No. Lo que revelan los sucesos de Alsasua es que persiste el odio y existen relatos opuestos, dependiendo asimismo de las opuestas convicciones ideológicas de quienes se expresan en público. Y luego están, como de costumbre, los salomónicos que ni se mojan ni se manchan.

ETA ha sido derrotada, pero aún queda pendiente su derrota literaria, ¿verdad?

La derrota literaria es la del relato; por tanto, la del traslado de los hechos del pasado a testimonios históricos, visuales, literarios o de cualquier otro tipo. Me parece una tarea de primer orden, encaminada a impedir la supremacía de una versión que glorifique a los agresores y blanquee la historia de ETA.

¿Llegará Bildu a condenar a ETA y a pedir perdón a las víctimas del terrorismo?

Intuyo que nada de eso se va a producir.
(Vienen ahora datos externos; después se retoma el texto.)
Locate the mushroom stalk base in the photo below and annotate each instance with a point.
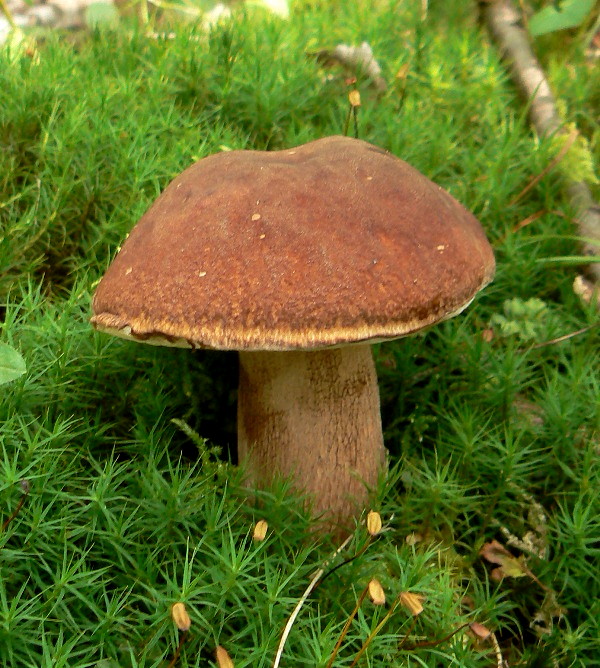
(313, 417)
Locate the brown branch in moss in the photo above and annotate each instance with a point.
(355, 59)
(504, 23)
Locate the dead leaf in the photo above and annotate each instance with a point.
(509, 565)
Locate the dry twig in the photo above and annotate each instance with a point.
(504, 22)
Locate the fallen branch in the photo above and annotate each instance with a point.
(504, 23)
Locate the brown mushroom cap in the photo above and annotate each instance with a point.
(336, 241)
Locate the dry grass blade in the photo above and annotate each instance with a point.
(313, 583)
(536, 179)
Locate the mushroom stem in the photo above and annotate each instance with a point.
(313, 417)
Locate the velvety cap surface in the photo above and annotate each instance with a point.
(334, 241)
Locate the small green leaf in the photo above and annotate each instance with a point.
(12, 365)
(572, 13)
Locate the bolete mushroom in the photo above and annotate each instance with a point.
(299, 259)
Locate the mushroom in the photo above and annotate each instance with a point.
(299, 259)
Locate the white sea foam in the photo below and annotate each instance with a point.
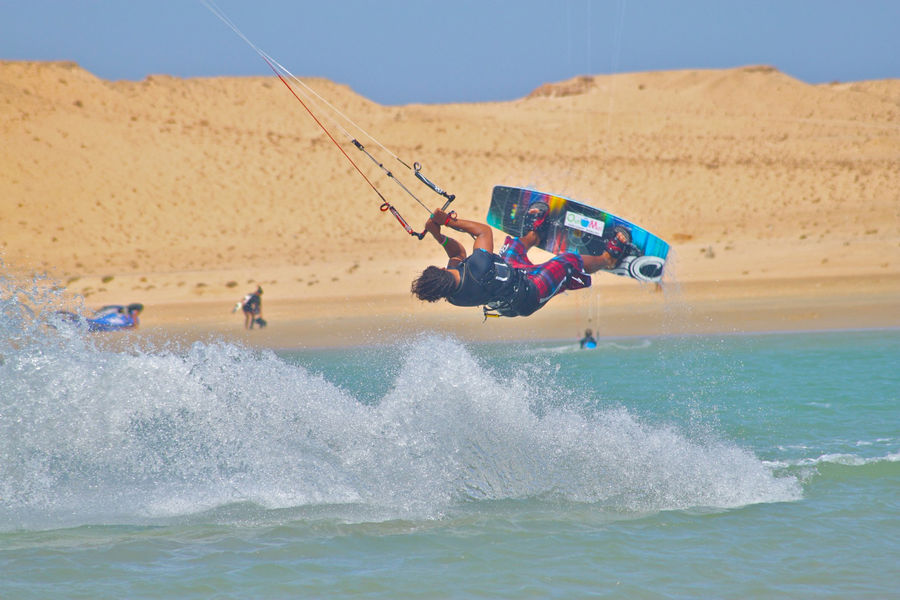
(89, 435)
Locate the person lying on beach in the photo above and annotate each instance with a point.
(507, 284)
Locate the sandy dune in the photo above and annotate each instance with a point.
(781, 199)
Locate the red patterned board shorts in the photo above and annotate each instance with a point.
(562, 272)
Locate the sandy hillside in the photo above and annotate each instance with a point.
(182, 193)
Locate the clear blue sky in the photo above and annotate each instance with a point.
(398, 52)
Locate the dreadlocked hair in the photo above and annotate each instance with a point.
(433, 284)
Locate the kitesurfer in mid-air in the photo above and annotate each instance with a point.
(508, 283)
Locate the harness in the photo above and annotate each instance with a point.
(499, 288)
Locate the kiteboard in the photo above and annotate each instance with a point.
(579, 228)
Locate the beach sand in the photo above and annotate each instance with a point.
(781, 201)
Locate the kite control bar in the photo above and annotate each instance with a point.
(418, 169)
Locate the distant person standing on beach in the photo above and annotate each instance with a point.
(252, 307)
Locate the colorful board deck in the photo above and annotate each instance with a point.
(577, 227)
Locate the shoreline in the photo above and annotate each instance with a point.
(394, 318)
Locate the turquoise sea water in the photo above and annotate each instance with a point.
(763, 466)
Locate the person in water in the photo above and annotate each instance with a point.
(588, 340)
(508, 283)
(116, 318)
(252, 307)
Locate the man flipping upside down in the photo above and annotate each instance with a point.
(508, 284)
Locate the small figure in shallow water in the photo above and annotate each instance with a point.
(252, 307)
(588, 340)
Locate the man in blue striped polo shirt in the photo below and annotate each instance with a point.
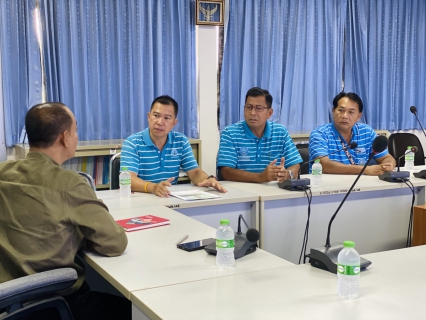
(255, 149)
(155, 155)
(329, 138)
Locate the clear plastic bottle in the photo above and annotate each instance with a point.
(316, 181)
(225, 245)
(348, 271)
(125, 183)
(409, 160)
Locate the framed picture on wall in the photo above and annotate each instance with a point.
(209, 12)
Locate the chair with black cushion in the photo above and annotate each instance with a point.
(89, 179)
(22, 297)
(114, 172)
(398, 143)
(304, 153)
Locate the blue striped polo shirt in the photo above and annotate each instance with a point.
(140, 155)
(325, 139)
(240, 149)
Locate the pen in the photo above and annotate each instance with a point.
(183, 238)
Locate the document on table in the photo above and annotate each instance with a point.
(194, 195)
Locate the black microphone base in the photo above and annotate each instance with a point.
(421, 174)
(242, 246)
(395, 176)
(325, 258)
(295, 184)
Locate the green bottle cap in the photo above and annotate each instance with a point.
(349, 244)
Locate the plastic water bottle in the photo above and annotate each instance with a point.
(225, 245)
(409, 160)
(125, 183)
(316, 174)
(348, 271)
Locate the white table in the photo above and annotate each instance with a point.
(152, 260)
(391, 288)
(229, 206)
(375, 215)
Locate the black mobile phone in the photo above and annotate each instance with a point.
(195, 245)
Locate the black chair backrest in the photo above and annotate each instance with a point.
(114, 173)
(304, 153)
(398, 143)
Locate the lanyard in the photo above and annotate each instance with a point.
(345, 149)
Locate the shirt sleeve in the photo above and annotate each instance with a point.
(188, 159)
(91, 216)
(318, 145)
(291, 154)
(129, 156)
(227, 154)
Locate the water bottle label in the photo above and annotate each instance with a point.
(348, 270)
(316, 172)
(125, 182)
(224, 244)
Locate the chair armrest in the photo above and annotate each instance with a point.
(35, 285)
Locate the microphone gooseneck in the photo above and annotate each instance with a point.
(351, 145)
(379, 145)
(413, 110)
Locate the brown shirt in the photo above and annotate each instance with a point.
(45, 214)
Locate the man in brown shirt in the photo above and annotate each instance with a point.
(47, 213)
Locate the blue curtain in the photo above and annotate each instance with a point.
(293, 48)
(386, 60)
(107, 60)
(20, 61)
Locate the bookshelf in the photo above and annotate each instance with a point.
(102, 148)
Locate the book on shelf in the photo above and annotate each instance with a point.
(192, 195)
(142, 222)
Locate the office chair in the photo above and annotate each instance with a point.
(23, 296)
(304, 153)
(89, 179)
(397, 145)
(114, 172)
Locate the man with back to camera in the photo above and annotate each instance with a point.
(255, 149)
(47, 214)
(347, 110)
(155, 155)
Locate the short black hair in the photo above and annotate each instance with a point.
(256, 92)
(44, 122)
(166, 100)
(351, 96)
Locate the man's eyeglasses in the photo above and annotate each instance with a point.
(258, 109)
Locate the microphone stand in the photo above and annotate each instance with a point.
(325, 257)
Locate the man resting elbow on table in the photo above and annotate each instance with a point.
(328, 138)
(155, 155)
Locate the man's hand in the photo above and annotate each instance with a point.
(374, 170)
(274, 172)
(212, 182)
(160, 189)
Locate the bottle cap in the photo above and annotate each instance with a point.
(224, 221)
(349, 244)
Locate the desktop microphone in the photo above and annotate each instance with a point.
(299, 184)
(244, 244)
(398, 176)
(325, 257)
(413, 110)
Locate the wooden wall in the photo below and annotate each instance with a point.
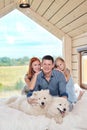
(77, 42)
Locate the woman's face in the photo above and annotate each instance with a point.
(36, 66)
(60, 65)
(47, 66)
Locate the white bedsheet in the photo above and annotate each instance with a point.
(12, 119)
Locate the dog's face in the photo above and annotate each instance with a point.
(43, 97)
(60, 106)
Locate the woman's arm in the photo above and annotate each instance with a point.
(31, 83)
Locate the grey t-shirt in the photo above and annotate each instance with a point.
(56, 84)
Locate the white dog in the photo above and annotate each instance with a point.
(37, 104)
(58, 109)
(41, 103)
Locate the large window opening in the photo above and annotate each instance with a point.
(20, 39)
(84, 69)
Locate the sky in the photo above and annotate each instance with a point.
(20, 36)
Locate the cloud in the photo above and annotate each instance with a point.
(22, 36)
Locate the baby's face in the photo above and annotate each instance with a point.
(60, 65)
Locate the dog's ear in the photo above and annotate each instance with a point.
(35, 93)
(47, 90)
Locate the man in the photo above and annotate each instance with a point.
(50, 78)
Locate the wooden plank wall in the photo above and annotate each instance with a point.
(79, 41)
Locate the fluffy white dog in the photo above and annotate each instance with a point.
(58, 109)
(41, 103)
(37, 104)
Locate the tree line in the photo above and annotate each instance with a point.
(6, 61)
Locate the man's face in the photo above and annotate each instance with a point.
(47, 66)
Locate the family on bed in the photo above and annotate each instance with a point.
(52, 75)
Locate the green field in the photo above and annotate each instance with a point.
(12, 77)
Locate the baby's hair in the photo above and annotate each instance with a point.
(59, 58)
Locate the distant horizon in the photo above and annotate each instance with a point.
(20, 37)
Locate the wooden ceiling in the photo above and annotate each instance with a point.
(60, 17)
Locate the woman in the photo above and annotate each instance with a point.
(31, 76)
(70, 87)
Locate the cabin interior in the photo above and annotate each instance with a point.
(67, 20)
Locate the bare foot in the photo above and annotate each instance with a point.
(81, 94)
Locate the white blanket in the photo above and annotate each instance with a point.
(12, 119)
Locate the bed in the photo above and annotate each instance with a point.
(12, 119)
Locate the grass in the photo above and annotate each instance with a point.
(11, 78)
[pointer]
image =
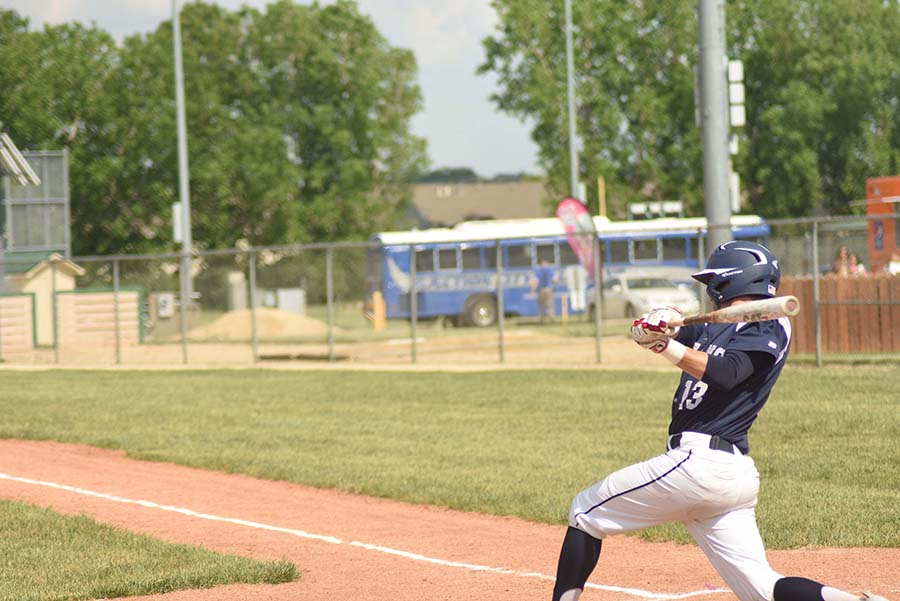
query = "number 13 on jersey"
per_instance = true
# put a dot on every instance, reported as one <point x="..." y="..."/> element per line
<point x="691" y="394"/>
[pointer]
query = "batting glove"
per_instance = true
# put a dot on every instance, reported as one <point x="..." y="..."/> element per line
<point x="648" y="337"/>
<point x="652" y="331"/>
<point x="659" y="319"/>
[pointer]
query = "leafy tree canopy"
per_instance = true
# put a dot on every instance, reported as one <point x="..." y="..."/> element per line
<point x="298" y="123"/>
<point x="823" y="94"/>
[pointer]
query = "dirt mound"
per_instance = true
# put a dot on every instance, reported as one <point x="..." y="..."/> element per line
<point x="270" y="323"/>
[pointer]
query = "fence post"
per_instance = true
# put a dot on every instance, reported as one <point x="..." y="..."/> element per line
<point x="183" y="295"/>
<point x="329" y="293"/>
<point x="500" y="308"/>
<point x="818" y="307"/>
<point x="116" y="310"/>
<point x="598" y="298"/>
<point x="254" y="336"/>
<point x="413" y="304"/>
<point x="701" y="263"/>
<point x="55" y="314"/>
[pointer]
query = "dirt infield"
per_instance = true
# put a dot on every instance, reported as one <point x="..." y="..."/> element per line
<point x="478" y="350"/>
<point x="359" y="548"/>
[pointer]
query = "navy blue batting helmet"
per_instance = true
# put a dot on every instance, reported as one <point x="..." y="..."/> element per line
<point x="740" y="269"/>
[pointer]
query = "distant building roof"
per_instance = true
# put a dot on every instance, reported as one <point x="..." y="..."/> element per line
<point x="27" y="263"/>
<point x="437" y="205"/>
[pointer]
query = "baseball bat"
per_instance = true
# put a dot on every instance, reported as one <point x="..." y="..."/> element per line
<point x="751" y="311"/>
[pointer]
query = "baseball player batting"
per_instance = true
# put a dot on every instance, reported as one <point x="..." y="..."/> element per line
<point x="706" y="479"/>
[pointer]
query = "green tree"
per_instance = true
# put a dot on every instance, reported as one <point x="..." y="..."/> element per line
<point x="822" y="96"/>
<point x="298" y="124"/>
<point x="634" y="93"/>
<point x="823" y="90"/>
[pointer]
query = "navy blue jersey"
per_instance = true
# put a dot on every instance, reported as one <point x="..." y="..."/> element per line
<point x="701" y="407"/>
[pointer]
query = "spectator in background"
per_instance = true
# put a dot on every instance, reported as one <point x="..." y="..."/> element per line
<point x="544" y="279"/>
<point x="856" y="266"/>
<point x="841" y="263"/>
<point x="893" y="266"/>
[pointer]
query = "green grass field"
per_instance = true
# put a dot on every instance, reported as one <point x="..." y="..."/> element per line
<point x="44" y="556"/>
<point x="506" y="442"/>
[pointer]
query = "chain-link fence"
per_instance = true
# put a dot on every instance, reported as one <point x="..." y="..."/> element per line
<point x="451" y="304"/>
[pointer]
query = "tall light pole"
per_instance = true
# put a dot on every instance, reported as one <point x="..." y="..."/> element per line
<point x="184" y="193"/>
<point x="714" y="120"/>
<point x="570" y="80"/>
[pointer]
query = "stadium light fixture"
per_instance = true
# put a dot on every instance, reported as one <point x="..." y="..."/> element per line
<point x="15" y="165"/>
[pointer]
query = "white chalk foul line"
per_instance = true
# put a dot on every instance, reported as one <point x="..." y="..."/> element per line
<point x="336" y="541"/>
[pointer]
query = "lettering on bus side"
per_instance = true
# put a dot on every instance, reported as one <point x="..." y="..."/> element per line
<point x="470" y="281"/>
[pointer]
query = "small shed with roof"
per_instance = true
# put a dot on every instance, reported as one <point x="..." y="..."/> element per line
<point x="43" y="274"/>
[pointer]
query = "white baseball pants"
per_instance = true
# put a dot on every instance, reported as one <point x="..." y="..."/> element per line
<point x="713" y="493"/>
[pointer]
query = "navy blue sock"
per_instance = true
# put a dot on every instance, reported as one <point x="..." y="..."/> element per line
<point x="577" y="559"/>
<point x="794" y="588"/>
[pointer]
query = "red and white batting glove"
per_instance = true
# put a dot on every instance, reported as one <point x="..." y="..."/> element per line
<point x="652" y="331"/>
<point x="648" y="337"/>
<point x="659" y="319"/>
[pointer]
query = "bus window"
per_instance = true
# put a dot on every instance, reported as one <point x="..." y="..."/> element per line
<point x="546" y="252"/>
<point x="567" y="256"/>
<point x="645" y="250"/>
<point x="424" y="260"/>
<point x="490" y="257"/>
<point x="674" y="249"/>
<point x="518" y="256"/>
<point x="447" y="258"/>
<point x="472" y="258"/>
<point x="618" y="251"/>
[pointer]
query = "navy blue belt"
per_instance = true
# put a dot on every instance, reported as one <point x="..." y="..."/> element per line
<point x="716" y="443"/>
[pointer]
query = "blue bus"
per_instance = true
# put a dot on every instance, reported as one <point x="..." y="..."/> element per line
<point x="456" y="272"/>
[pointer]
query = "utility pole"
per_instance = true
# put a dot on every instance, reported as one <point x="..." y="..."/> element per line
<point x="570" y="81"/>
<point x="184" y="194"/>
<point x="714" y="121"/>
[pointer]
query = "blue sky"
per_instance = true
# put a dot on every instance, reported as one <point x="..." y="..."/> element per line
<point x="461" y="125"/>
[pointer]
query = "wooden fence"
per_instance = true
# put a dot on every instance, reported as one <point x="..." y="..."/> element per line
<point x="16" y="323"/>
<point x="92" y="318"/>
<point x="852" y="321"/>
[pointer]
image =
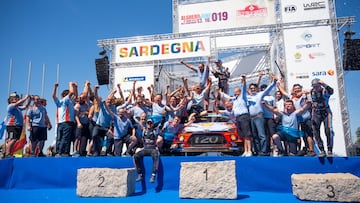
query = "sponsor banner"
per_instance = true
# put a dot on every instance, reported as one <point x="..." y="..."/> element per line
<point x="304" y="10"/>
<point x="144" y="77"/>
<point x="309" y="54"/>
<point x="242" y="40"/>
<point x="227" y="14"/>
<point x="162" y="50"/>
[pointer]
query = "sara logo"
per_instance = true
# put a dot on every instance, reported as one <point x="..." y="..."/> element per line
<point x="297" y="56"/>
<point x="290" y="9"/>
<point x="329" y="72"/>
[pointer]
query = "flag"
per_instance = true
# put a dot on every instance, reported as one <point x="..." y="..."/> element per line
<point x="18" y="147"/>
<point x="2" y="129"/>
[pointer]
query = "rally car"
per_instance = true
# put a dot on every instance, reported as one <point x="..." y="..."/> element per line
<point x="210" y="133"/>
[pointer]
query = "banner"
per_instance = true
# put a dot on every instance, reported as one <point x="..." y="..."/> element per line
<point x="18" y="147"/>
<point x="161" y="50"/>
<point x="304" y="10"/>
<point x="227" y="14"/>
<point x="309" y="54"/>
<point x="144" y="77"/>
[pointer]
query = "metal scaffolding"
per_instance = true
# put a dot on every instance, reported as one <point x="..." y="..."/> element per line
<point x="171" y="71"/>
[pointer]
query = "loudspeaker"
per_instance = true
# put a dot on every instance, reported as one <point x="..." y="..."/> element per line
<point x="351" y="59"/>
<point x="102" y="70"/>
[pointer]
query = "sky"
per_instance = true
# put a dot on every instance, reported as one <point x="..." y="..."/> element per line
<point x="64" y="34"/>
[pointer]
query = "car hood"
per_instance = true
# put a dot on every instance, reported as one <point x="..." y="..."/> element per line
<point x="208" y="127"/>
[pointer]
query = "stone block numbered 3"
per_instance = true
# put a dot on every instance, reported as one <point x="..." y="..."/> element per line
<point x="208" y="180"/>
<point x="340" y="187"/>
<point x="105" y="182"/>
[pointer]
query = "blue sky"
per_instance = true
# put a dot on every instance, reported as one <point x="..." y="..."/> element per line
<point x="65" y="32"/>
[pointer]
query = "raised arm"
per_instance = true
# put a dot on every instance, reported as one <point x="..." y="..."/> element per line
<point x="120" y="92"/>
<point x="271" y="108"/>
<point x="188" y="66"/>
<point x="56" y="85"/>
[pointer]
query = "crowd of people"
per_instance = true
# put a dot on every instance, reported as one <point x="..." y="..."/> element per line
<point x="89" y="125"/>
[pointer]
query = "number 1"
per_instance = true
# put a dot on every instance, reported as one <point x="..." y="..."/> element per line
<point x="205" y="174"/>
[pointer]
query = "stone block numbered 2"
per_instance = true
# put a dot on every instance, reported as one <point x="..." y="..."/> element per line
<point x="339" y="187"/>
<point x="105" y="182"/>
<point x="208" y="180"/>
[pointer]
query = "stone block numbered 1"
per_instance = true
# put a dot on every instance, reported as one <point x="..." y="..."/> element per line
<point x="208" y="180"/>
<point x="339" y="187"/>
<point x="105" y="182"/>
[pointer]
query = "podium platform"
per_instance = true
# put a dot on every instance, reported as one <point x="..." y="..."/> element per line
<point x="53" y="179"/>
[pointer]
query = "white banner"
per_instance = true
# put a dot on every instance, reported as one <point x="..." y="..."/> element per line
<point x="226" y="14"/>
<point x="304" y="10"/>
<point x="144" y="77"/>
<point x="161" y="50"/>
<point x="242" y="40"/>
<point x="310" y="54"/>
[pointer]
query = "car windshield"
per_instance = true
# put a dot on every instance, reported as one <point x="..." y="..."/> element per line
<point x="213" y="118"/>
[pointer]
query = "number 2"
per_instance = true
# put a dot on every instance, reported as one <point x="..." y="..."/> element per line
<point x="101" y="179"/>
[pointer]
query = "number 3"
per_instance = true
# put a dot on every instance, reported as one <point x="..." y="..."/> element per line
<point x="331" y="193"/>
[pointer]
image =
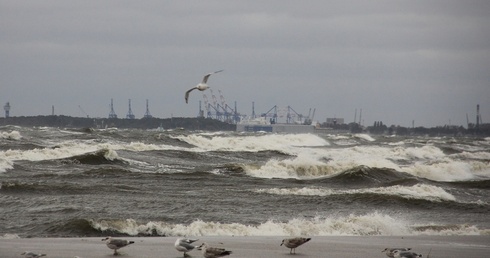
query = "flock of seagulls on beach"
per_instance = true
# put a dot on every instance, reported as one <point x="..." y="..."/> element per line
<point x="186" y="245"/>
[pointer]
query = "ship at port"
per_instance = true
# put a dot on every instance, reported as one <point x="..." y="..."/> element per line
<point x="267" y="122"/>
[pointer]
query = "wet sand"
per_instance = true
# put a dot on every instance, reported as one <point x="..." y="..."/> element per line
<point x="251" y="246"/>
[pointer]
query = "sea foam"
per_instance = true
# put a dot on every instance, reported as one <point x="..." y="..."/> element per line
<point x="13" y="135"/>
<point x="278" y="142"/>
<point x="418" y="191"/>
<point x="375" y="223"/>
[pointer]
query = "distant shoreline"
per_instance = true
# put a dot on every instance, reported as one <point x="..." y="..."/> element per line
<point x="206" y="124"/>
<point x="210" y="124"/>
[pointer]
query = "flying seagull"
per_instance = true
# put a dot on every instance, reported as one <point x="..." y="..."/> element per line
<point x="294" y="242"/>
<point x="201" y="86"/>
<point x="184" y="245"/>
<point x="116" y="243"/>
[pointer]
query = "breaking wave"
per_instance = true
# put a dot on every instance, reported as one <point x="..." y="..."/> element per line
<point x="418" y="191"/>
<point x="353" y="225"/>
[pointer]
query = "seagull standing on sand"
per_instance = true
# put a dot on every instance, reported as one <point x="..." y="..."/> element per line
<point x="294" y="242"/>
<point x="390" y="252"/>
<point x="404" y="254"/>
<point x="201" y="86"/>
<point x="116" y="243"/>
<point x="184" y="245"/>
<point x="28" y="254"/>
<point x="212" y="252"/>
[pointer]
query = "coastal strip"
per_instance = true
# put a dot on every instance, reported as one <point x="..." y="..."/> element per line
<point x="254" y="246"/>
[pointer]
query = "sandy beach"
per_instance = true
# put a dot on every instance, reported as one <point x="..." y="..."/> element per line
<point x="252" y="246"/>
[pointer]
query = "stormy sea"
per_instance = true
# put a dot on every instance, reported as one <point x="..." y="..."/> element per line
<point x="96" y="182"/>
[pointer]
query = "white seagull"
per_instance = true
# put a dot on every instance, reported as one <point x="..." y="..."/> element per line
<point x="294" y="242"/>
<point x="116" y="243"/>
<point x="184" y="245"/>
<point x="403" y="254"/>
<point x="212" y="252"/>
<point x="201" y="86"/>
<point x="28" y="254"/>
<point x="390" y="252"/>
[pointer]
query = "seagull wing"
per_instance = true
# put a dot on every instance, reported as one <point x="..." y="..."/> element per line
<point x="205" y="79"/>
<point x="187" y="94"/>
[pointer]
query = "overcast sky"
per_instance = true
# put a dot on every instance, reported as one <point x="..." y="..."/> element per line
<point x="398" y="61"/>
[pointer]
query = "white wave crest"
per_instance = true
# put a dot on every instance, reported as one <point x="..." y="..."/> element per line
<point x="303" y="167"/>
<point x="279" y="142"/>
<point x="10" y="236"/>
<point x="418" y="191"/>
<point x="374" y="223"/>
<point x="365" y="137"/>
<point x="5" y="165"/>
<point x="14" y="135"/>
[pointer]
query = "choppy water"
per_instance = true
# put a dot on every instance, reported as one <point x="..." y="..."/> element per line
<point x="61" y="182"/>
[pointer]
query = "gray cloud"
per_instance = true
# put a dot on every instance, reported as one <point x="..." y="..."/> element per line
<point x="399" y="61"/>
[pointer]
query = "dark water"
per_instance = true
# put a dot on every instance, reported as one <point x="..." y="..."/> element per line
<point x="62" y="182"/>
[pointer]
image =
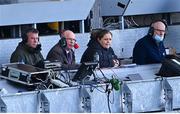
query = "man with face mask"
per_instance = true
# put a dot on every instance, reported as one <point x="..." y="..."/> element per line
<point x="28" y="50"/>
<point x="150" y="49"/>
<point x="63" y="50"/>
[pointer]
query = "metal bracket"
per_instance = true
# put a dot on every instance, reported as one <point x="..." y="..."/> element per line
<point x="85" y="100"/>
<point x="44" y="105"/>
<point x="166" y="95"/>
<point x="126" y="97"/>
<point x="3" y="107"/>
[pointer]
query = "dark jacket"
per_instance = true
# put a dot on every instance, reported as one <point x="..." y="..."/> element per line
<point x="58" y="53"/>
<point x="106" y="56"/>
<point x="26" y="54"/>
<point x="147" y="51"/>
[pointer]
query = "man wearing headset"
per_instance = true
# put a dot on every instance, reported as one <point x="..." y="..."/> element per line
<point x="63" y="50"/>
<point x="150" y="49"/>
<point x="28" y="50"/>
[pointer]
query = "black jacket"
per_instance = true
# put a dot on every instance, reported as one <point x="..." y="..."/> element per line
<point x="106" y="56"/>
<point x="27" y="55"/>
<point x="147" y="51"/>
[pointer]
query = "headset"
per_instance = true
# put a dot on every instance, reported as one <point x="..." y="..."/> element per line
<point x="24" y="35"/>
<point x="151" y="29"/>
<point x="63" y="42"/>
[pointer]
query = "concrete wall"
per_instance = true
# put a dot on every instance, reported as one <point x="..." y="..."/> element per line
<point x="123" y="42"/>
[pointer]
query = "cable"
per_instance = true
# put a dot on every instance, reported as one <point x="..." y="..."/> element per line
<point x="103" y="74"/>
<point x="108" y="100"/>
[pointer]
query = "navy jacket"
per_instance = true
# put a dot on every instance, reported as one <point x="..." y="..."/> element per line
<point x="106" y="56"/>
<point x="147" y="51"/>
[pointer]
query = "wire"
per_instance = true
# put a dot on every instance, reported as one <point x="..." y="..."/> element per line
<point x="99" y="89"/>
<point x="114" y="73"/>
<point x="103" y="74"/>
<point x="108" y="100"/>
<point x="134" y="21"/>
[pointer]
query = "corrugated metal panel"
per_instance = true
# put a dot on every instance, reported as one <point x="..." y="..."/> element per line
<point x="39" y="12"/>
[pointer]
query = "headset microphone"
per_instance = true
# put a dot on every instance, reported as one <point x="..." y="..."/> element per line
<point x="76" y="46"/>
<point x="115" y="84"/>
Convendría hacerse a la idea para no ilusionarse con expectativas irreales y llevarse después el correspondiente desengaño.

¿Es Patria una crónica de la vida en Euskadi en los años ochenta y noventa del pasado siglo?

No exactamente. Patria cuenta episodios de gentes vascas. La trama se extiende a lo largo de tres décadas. Predomina el paisaje cotidiano, pese a lo cual esta es una de mis novelas más viajeras. El lector está en su derecho de hacer las extrapolaciones que considere convenientes, siempre y cuando no pierda de vista que se enfrenta a una ficción novelesca.

¿Podríamos llamarlo periodismo de ficción aunque eso sea un oxímoron?

El apelativo me parece desacertado. Los hechos que se narran en mi novela y las circunstancias en que tales hechos ocurren guardan similitud con tantas y tantas historias que sucedieron en la realidad, pero Patria no es de ningún modo un documento histórico ni una narración informativa. Es otra cosa. Es sobre todo una indagación humana y una mirada narrativa sobre nuestra época.

Usted novela unos hechos terribles, pero que son hechos al fin y al cabo que retratan una sociedad amedrentada, sin libertad para elegir sus propios actos. ¿Es así?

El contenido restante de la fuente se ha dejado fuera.